On July 20, as Australia’s military was deployed to Sydney to enforce NSW’s lockdowns, Chant attempted to instruct the public not to talk to each other during a press conference, “Whilst it’s human nature to engage in conversation with others, to be friendly, unfortunately this is not the time to do that.”

“So even if you run into your next door neighbor in the shopping center…don’t start up a conversation, now is the time for minimizing your interactions with others, even if you’ve got a mask.”

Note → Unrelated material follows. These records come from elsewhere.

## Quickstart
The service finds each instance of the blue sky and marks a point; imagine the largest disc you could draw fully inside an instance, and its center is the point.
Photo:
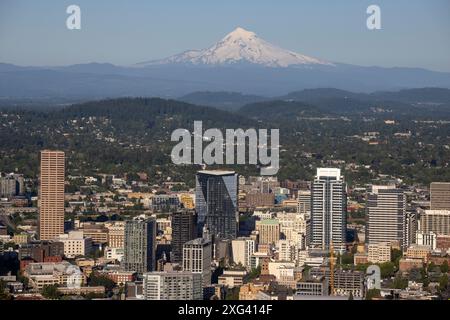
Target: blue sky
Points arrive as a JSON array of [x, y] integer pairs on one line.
[[415, 33]]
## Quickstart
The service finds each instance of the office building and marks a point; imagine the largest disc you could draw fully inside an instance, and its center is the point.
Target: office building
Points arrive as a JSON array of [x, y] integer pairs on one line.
[[51, 195], [437, 221], [183, 230], [11, 185], [304, 202], [116, 234], [197, 258], [75, 244], [329, 210], [379, 252], [242, 249], [140, 245], [268, 231], [426, 239], [216, 203], [172, 285], [386, 216], [440, 196]]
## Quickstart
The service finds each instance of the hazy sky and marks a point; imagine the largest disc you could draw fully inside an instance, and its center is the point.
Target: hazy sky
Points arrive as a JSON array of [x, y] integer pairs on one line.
[[415, 33]]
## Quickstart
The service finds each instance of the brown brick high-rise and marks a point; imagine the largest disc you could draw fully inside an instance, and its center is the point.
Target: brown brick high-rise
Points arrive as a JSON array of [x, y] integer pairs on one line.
[[51, 195]]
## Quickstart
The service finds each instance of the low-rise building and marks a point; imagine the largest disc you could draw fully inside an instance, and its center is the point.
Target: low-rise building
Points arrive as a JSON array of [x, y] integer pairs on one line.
[[418, 252], [172, 286], [232, 278], [75, 244], [407, 264], [379, 252], [50, 273]]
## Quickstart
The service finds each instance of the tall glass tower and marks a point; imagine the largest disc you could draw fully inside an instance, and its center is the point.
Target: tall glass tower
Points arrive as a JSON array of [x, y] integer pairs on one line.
[[328, 210], [216, 203]]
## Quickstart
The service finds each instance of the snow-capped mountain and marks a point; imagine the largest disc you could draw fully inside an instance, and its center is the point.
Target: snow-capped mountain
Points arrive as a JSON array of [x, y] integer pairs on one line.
[[241, 46]]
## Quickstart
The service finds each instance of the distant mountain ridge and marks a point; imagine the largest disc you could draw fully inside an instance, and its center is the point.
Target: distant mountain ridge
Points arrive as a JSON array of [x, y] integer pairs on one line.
[[241, 46], [241, 62]]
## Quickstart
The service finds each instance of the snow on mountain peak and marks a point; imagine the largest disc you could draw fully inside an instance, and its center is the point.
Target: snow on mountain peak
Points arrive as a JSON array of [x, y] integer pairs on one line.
[[242, 46]]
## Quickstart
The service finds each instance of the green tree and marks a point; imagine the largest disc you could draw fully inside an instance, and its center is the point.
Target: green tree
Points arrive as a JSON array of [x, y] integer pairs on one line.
[[373, 293], [3, 294], [444, 267], [400, 282], [51, 292], [387, 269], [96, 279], [443, 282]]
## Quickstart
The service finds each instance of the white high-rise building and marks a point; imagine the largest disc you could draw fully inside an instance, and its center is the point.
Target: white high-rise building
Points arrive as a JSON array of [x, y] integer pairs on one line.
[[172, 286], [197, 258], [329, 210], [242, 249], [386, 216]]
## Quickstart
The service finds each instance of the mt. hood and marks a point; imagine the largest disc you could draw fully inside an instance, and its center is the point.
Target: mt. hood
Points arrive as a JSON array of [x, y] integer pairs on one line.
[[240, 46]]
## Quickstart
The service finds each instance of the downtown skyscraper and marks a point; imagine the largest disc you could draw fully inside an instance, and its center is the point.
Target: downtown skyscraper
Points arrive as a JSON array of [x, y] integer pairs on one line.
[[328, 210], [140, 245], [386, 216], [216, 203], [51, 194], [183, 230]]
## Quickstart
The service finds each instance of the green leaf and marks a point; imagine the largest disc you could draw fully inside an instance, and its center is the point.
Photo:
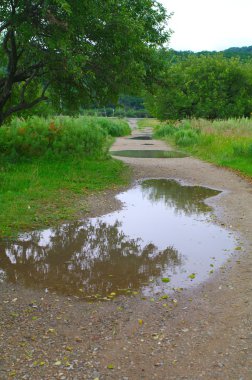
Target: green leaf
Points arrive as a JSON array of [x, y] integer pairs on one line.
[[166, 279]]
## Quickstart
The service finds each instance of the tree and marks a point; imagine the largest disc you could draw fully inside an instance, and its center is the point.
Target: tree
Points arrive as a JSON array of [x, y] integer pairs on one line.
[[205, 86], [77, 51]]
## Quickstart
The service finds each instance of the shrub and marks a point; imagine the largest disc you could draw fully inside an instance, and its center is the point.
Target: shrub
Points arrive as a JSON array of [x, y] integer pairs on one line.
[[242, 149], [165, 130], [186, 137], [58, 137]]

The New World Order gaffe isn’t Chant’s alone. In July of 2020, NSW Health Minister Brad Hazzard made the same reference at a press conference when he said, “This is a world pandemic, it’s a one in a 100-year event, so you can expect that we will have transmission from time to time, and that’s just the way it is. We’ve got to accept that this is the New World Order.”

Hazzard used the phrase during a second press conference, “We must treat this New World Order…this new world of Covid. We must treat this new world of Covid, even in our own homes, with a high level of care and caution.”